24 Sep

Scotland v All Blacks, Edinburgh, 24 September 2007
by Tracey Nelson
24 Sep 2007

OK, so who was the halfwit from the RWC organising committee who gave the go-ahead for all the team jerseys and alternate strips for this tournament? Is he blind, or just did it in the dark? The moment the two teams ran onto the field for this third pool game the entire crowd at Murrayfield all started gaping in disbelief at the close resemblence of the two strips.

The All Blacks, having lost the coin toss that decided who had to wear their alternate strip (given that our normal jersey is black and Scotland’s is navy blue) were decked out in the silver/grey panelled shirts with black shorts and sock. But Scotland ran out in grey and navy panelled jerseys, with the white cross of St Andrew across their chests, navy shorts and navy socks on.

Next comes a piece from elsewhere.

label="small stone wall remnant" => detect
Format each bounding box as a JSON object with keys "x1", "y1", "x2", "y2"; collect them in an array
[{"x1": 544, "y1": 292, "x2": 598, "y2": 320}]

Essentially both teams were wearing grey jerseys. Which begs the questions, why didn’t we just wear our normal black jerseys because it would have made life a hell of a lot easier not just for the spectators but I’ve no doubt the players themselves.

Given the Scots weren’t playing their strongest XV for this match, having rested 13 of their top line up, there was huge expectation that something resembling a cricket score would be mounted by the All Blacks. But despite denying Scotland any points during the 80 minutes, the All Blacks failed to produce the consumate drubbing many of their supporters were hoping for. Indeed, many fans walked away from the stadium feeling somewhat deflated if conversations in bars afterwards were anything to go by.

Kudos to Scotland, they defended ferociously for most of the game, although quite how thier fullback Hugo Southwell managed to keep getting up from some of the bone-crunchihg collisions he was involved in (particularly when Tony Woodcock went head on into his ribs for a try disallowed due to a prior forward pass) is nothing short of miraculous.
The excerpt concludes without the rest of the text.